Thymic iNKT cells enriched at 4°C with PE-labeled PBS57-CD1d tetramer or splenocytes stained with tetramer were incubated in a 37°C water bath for 2 or 5 min. Cells were fixed immediately with 4% paraformaldehyde for 10 min at room temperature, washed, and permeabilized with 0.1% Triton X-100 for 5 min. Surface staining was performed after washing, followed by intracellular staining for phospho-ERK or phospho-p38 (Cell Signaling Technology). Cells were analyzed by flow cytometry.
For T-bet up-regulation experiments, LMC or T-TRAF3−/− mice were injected intravenously with 25 µg anti-CD3 Ab (2C11; eBioscience). Thymic iNKT cells were enriched after 18 h and surface-stained for CD24, NK1.1, and CD44, followed by intracellular staining for T-bet. Cells were analyzed by flow cytometry.
Thymocytes from LckCreTRAF3flox/flox mice were stained and sorted for DN1, DN2, and DN3. Cell lysates were separated by 10% SDS-PAGE and transferred to PVDF membranes. Anti-TRAF3 (M20) and anti-actin (C-2; Santa Cruz Biotechnology, Inc.) Abs were used for TRAF3 and actin detection.

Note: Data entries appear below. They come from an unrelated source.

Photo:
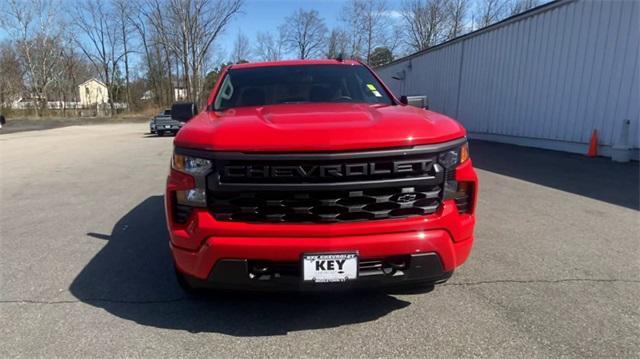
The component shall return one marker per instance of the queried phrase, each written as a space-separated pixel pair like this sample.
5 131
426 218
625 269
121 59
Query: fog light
196 195
449 158
192 197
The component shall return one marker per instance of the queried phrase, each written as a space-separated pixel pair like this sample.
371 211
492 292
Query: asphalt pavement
85 268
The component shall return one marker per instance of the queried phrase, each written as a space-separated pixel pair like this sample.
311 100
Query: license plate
329 267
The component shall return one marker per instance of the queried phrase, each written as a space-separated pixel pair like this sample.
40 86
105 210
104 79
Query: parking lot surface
85 266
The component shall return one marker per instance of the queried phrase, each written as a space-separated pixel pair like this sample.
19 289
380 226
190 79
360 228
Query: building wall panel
554 74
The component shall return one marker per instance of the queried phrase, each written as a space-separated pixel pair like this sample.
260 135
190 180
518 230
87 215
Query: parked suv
311 175
165 122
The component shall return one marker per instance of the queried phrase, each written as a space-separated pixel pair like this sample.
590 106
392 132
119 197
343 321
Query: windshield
299 84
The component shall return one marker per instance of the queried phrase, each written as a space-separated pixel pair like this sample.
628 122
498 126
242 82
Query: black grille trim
325 206
412 191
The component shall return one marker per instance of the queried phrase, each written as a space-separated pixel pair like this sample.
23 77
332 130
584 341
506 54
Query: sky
267 15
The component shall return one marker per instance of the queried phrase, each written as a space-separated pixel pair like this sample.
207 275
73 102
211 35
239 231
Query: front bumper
216 253
236 274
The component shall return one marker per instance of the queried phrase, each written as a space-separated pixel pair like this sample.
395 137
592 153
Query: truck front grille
325 187
325 206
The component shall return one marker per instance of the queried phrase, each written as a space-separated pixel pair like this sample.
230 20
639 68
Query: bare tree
305 33
123 10
99 40
337 44
37 33
457 11
367 19
241 49
11 74
190 29
424 22
518 6
75 69
268 47
490 11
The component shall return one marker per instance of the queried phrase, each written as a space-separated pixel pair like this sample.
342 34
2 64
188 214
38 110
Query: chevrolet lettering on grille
325 171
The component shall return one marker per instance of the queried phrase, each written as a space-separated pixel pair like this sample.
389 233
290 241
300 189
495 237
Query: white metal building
545 78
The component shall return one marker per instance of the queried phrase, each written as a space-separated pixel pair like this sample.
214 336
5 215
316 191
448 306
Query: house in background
93 92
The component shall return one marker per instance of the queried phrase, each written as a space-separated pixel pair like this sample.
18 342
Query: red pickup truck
312 175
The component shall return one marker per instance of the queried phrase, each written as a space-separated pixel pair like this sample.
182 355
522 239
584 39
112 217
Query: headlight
452 158
196 168
192 165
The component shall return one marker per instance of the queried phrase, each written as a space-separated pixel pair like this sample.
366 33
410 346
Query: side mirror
183 111
416 101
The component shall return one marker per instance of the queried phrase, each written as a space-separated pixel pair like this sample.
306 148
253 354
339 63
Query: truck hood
316 127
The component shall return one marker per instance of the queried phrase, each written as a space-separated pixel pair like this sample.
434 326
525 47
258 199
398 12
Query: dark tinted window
299 84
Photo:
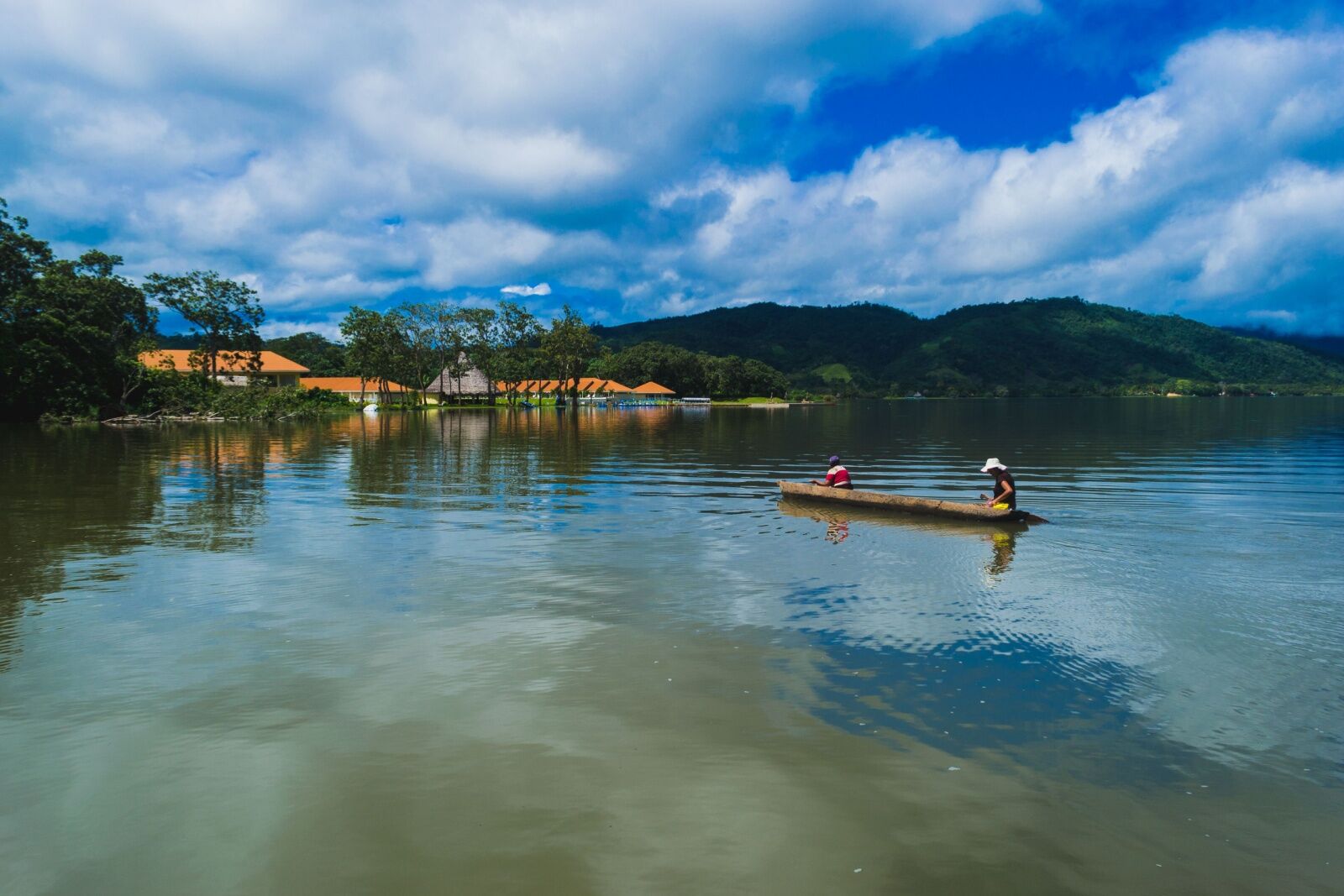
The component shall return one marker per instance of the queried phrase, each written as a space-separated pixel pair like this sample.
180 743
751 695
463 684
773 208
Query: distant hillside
1034 347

Different stages of thymic iNKT cells were sorted. RNA was extracted with RNeasy Protocol (QIAGEN) and cDNA synthesized using SuperScript II (Invitrogen). RT-PCR was performed on an ABI PRISM 7900 Sequence Detection System (Applied Biosystems) using SYBR Green (Applied Biosystems). cDNA levels were determined with a standard curve and normalized to β-actin. TRAF3 primers were: forward 5′-GAGCAAGGAGGCTACAAGGAG-3′ and reverse 5′-CATGCAGCTCTCGCAGAAC-3′; β-actin primers were: forward 5′-TGGCACCCAGCACAATGAA-3′ and reverse 5′-CTAAGTCATAGTCCGCCTAGAAGCA-3′.

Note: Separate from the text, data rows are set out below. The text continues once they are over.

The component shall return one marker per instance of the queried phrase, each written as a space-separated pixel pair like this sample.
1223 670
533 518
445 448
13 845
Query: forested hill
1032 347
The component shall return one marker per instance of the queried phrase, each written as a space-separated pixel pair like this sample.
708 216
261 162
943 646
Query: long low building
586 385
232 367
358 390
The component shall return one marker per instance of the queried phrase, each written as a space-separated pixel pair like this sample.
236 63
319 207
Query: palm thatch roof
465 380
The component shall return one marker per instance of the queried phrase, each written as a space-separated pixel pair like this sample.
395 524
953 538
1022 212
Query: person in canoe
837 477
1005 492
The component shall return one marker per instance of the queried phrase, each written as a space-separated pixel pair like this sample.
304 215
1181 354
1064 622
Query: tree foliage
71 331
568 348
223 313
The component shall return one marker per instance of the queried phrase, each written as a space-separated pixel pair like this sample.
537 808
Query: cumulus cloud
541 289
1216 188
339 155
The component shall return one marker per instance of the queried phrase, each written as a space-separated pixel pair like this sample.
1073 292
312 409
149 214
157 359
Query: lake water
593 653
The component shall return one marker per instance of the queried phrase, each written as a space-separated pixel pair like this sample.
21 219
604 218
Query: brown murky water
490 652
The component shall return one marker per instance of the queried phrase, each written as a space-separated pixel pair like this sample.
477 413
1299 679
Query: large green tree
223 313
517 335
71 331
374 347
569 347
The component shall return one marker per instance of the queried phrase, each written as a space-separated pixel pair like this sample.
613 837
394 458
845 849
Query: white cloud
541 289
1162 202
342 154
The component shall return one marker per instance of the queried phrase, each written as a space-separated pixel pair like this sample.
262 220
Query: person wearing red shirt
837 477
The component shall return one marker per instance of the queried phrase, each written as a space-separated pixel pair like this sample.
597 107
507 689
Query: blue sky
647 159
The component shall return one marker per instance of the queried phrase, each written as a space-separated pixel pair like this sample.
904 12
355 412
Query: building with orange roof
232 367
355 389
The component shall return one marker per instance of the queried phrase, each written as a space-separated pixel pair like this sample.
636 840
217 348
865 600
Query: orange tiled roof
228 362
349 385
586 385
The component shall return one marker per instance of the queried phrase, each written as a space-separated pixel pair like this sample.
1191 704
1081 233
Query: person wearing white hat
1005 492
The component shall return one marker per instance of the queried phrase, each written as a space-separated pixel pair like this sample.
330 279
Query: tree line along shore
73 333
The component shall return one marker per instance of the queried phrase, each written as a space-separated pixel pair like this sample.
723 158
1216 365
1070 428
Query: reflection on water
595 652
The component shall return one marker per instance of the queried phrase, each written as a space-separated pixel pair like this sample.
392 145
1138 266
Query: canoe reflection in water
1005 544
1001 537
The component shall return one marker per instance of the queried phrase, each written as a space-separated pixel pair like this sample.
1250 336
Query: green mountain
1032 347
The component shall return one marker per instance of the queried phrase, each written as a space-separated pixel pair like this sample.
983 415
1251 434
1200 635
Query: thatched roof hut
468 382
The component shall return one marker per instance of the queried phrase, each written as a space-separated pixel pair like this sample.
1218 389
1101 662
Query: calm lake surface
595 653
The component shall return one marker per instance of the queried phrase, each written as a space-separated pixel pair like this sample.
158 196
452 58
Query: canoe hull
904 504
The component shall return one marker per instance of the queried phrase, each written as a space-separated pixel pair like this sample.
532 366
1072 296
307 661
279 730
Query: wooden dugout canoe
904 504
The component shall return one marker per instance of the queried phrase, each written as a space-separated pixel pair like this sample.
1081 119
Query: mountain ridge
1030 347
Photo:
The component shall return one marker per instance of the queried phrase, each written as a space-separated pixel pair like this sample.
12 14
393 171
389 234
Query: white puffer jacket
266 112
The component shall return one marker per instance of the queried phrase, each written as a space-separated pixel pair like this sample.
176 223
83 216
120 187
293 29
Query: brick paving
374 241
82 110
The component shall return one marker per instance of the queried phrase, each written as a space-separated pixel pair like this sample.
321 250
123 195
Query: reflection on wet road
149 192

Thymocytes depleted of CD8+ T cells or splenocytes were incubated with IL-15 for 20 min. They were fixed immediately with 4% paraformaldehyde for 10 min at room temperature, washed, and permeabilized with 0.1% Triton X-100 for 5 min. Surface staining was performed with anti-NK1.1 and TCR Abs after washing. Phosphorylation of STAT5 was detected with anti-p-STAT5 Ab (D47E7; Cell Signaling Technology). Cells were analyzed by flow cytometry.
Data represent mean ± SEM. Statistical comparisons of differences between sample means used Student’s t test.

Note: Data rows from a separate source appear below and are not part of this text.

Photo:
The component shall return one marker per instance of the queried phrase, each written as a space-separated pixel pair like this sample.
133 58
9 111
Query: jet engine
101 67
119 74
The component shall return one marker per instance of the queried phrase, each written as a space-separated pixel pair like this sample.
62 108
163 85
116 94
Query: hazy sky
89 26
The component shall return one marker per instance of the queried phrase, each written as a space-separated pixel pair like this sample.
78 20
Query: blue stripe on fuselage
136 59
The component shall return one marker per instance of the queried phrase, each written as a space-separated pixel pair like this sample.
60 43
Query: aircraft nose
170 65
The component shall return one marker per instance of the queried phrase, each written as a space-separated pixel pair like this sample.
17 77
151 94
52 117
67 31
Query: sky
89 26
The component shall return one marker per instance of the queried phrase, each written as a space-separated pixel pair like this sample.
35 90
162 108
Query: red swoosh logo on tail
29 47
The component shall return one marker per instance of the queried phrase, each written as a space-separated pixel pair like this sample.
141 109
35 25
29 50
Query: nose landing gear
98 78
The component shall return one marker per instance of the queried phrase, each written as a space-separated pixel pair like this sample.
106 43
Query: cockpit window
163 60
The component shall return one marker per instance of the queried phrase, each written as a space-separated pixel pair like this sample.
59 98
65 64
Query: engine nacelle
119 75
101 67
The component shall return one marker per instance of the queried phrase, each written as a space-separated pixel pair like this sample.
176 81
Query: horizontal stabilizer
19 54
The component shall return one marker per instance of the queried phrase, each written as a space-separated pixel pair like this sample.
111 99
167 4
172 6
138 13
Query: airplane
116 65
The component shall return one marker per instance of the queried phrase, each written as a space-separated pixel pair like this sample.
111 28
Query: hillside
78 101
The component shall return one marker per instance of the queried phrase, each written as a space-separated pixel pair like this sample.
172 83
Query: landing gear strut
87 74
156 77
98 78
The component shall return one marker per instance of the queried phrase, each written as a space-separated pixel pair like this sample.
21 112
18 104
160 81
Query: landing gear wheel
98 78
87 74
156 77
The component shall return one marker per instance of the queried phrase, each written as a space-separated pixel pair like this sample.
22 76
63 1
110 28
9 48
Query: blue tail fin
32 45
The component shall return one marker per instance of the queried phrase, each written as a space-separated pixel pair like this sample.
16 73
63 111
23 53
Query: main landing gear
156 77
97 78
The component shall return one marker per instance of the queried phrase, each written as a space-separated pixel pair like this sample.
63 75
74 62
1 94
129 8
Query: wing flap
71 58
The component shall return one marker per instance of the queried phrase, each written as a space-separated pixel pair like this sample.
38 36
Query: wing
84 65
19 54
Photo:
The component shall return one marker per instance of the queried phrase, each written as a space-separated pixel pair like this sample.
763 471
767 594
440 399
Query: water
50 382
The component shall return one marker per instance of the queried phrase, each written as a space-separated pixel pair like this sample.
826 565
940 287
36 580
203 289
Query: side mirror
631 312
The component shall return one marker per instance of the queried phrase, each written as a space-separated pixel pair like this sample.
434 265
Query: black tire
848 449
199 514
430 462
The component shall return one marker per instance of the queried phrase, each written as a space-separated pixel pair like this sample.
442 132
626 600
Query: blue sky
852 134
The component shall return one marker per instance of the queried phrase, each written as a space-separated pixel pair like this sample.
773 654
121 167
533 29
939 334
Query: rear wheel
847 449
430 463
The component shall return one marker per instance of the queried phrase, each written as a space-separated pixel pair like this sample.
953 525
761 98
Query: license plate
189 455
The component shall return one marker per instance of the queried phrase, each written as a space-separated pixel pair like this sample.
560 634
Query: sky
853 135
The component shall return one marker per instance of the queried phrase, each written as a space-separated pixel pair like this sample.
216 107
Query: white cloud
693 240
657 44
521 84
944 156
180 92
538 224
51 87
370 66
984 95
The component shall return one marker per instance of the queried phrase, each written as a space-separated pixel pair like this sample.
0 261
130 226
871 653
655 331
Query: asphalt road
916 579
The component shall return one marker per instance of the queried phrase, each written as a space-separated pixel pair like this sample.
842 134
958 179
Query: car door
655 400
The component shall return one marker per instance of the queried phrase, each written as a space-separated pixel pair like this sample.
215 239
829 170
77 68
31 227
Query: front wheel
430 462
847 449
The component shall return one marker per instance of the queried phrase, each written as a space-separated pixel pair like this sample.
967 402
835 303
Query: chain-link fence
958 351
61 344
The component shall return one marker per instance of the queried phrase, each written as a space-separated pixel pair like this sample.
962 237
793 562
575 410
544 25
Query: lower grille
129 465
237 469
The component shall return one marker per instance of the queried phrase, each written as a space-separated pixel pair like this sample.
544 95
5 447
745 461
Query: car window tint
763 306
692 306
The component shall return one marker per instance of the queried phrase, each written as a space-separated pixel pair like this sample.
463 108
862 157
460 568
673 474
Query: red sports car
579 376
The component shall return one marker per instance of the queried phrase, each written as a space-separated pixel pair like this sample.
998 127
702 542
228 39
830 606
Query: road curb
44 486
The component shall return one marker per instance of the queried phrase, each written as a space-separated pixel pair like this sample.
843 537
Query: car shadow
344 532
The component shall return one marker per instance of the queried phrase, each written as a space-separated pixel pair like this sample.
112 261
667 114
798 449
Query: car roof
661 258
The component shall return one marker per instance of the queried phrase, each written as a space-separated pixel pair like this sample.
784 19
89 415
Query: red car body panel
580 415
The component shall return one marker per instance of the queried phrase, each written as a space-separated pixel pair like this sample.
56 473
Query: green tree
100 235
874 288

We thank Dr. Jon Houtman for critical review of the manuscript and Dr. John Colgan for advising for retrogenic BM chimera mice. Unloaded and PBS-57–loaded CD1d tetramers conjugated with Phycoerythrin or Allophycocyanin were supplied by the National Institutes of Health tetramer facility.
The work of the authors was supported by a grant from the National Institutes of Health (R01 AI28847 to G.A. Bishop) and a Research Career Scientist Award from the Dept. of Veterans Affairs (to G.A. Bishop). This material is based upon work supported in part by the Department of Veterans Affairs, Veterans Health Administration, Office of Research and Development.
The authors declare no financial or commercial conflict of interest.